移籍の本当の目的は「政界進出」だった?
キエフ近郊で生まれ育ったシェフチェンコは、チェルノブイリ原発事故を9歳のときに経験した。放射能汚染を避けるため家族とともに疎開を余儀なくされた。ウクライナ内政に強い影響を与えるロシアの姿が子供心に刻み込まれた。
06年夏当時、30歳目前だったシェフチェンコは現役引退後の政治家転向を考え始めていた。
母国ウクライナの政情安定のためにはロシアとの関係構築が最重要課題の1つであり、そのためのコネ作りは不可欠だった。
ロシア政界と強いパイプを持つアブラモビッチはサッカー狂であり、欧州制覇の夢を実現するため世界中から一流選手を買い漁っていた。彼からの誘いはシェフチェンコにとってまたとないチャンスだった。

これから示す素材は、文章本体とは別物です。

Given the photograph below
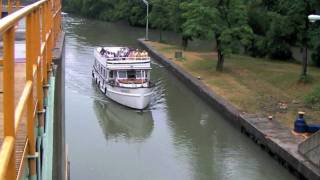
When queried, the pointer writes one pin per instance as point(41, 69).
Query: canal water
point(178, 137)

オファーを受けたシェフチェンコは、イタリア首相として第二次政権期にあったベルルスコーニと密談し、「(サッカー以外の)いろいろなことを話し合った」と明かしている。
つまり、謎の移籍劇は、アブラモビッチを介したロシア政界との人脈構築が真の目的だったと考えられるのだ。
35歳で現役引退。同国最高会議選挙に出馬
しかし、「ウクライナの矢」がプレミアリーグを射抜くことはなかった。新天地への適応と怪我に苦しみ、2シーズンでわずか9得点に終わった。オーナーであるアブラモビッチとの関係も深まることはなかった。
シェフチェンコは08年夏から1年だけ、ミランへレンタルで戻ったが、かつての輝きは戻らなかった。母国の古巣ディナモ・キエフでキャリア晩年を過ごした後、12年7月に35歳で現役引退を発表。ウクライナ連盟からの代表監督オファーを蹴り、政界に身を投じた。
シェフチェンコは旧ウクライナ社会民主党の流れを組む政党へ合流し、12年秋の同国最高会議選挙に出馬した。しかし、新興の党は惨敗し、シェフチェンコ当人もあえなく落選している。
ちなみにこのときの選挙で国会議員に当選し、政治家として足場を固めたのが元WBC/WBOボクシング世界ヘビー級王者のビタリ・クリチコ(50歳)だ。「鉄拳博士」の異名をもつクリチコは14年からキエフ市長へ転身、現在ロシア軍と徹底抗戦中だ。旧ソ連の国々では元プロスポーツ選手の政治家転向は珍しくない。